Running a hybrid query
docmancer query "How do I authenticate?" --mode hybrid
--mode defaults to lexical for bare configs and auto-flips to hybrid when your YAML includes a non-empty vector_store: block.
You can also force a single signal:
docmancer query "OAuth scopes" --mode dense
docmancer query "OAuth scopes" --mode sparse
docmancer query "OAuth scopes" --mode lexical
Reciprocal Rank Fusion
RRF combines per-signal rankings without needing comparable scores. The formula per result r across signals s:
RRF(r) = sum( 1 / (k + rank_s(r)) ) for each signal s where r appears
k defaults to 60 (see retrieval.fusion.rrf_k). The default fusion method is plain rrf; switch to weighted_rrf in YAML to bias toward one signal.
Explain mode
docmancer query "auth setup" --mode hybrid --explain
Each result is annotated with the per-source rank that contributed:
[lexical#1, dense#3, sparse#2] Authentication > OAuth 2.0 > Scopes
Useful when:
- A result you expected ranks lower than something else —
--explainshows which signal placed each hit. - You're tuning a router rule and want to confirm the dispatcher (not the lexical fast-path) is being used.
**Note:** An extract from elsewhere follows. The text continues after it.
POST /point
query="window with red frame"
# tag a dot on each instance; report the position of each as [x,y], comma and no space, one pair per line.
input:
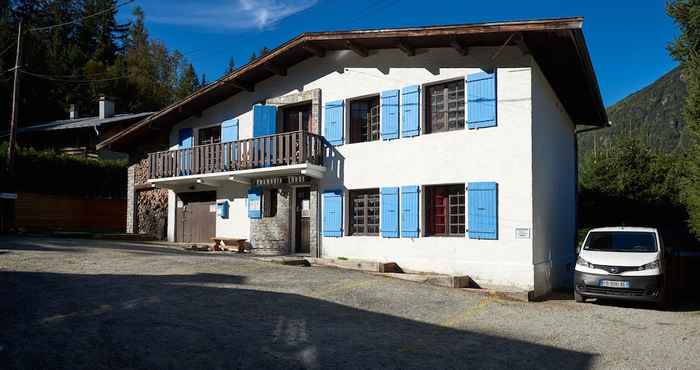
[445,210]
- One backend is misbehaving (e.g. Qdrant unavailable) and dense / sparse columns silently return empty.
When to skip vectors
Pure lexical queries bypass the dispatcher and read SQLite directly:
docmancer query "exact error message" --mode lexical
For ingests, skip the vector pass entirely:
docmancer ingest ./docs --no-vectors
DOCMANCER_AUTO_VECTORS=0 docmancer ingest ./docs
You still get a fully functional FTS5 index. Re-run ingest later without --no-vectors to backfill vectors.
Hierarchical retrieval
For large corpora, hybrid retrieval pairs with a two-stage pass:
- Stage 1. Wide-net retrieval (
candidate_pool= 200 by default) across all signals. Scores are aggregated perdocument_title_hash. Top-N documents (documents_limit= 5) survive. - Stage 2. Re-retrieve sections filtered to those documents. Up to
sections_per_document(10) per surviving document. Fuse and return.
Auto-enabled per index once the corpus has at least retrieval.hierarchical.auto_min_documents (default 10) distinct documents. Forced on with retrieval.hierarchical.enabled: true, off with auto: false.
Router rules
Query routers narrow the dispatcher call before fusion. The first regex match merges declared filters (e.g. docset_root, sdk, international_classes) into the call. See Router recipes for concrete patterns.
Routers only fire under dispatcher modes (dense, sparse, hybrid). Pure lexical queries bypass the dispatcher and ignore routers.
Performance notes
- Dense and sparse signals share the same FastEmbed model load, so a hybrid query is not 3x the cost of a lexical one.
- A content-hash-keyed embeddings cache under
~/.docmancer/embeddings-cache/skips re-embedding unchanged chunks on re-ingest. - Bulk upsert into Qdrant uses gRPC for throughput.
- Re-running
ingestwithout--recreatereuses cached embeddings for any section whose content hash matches.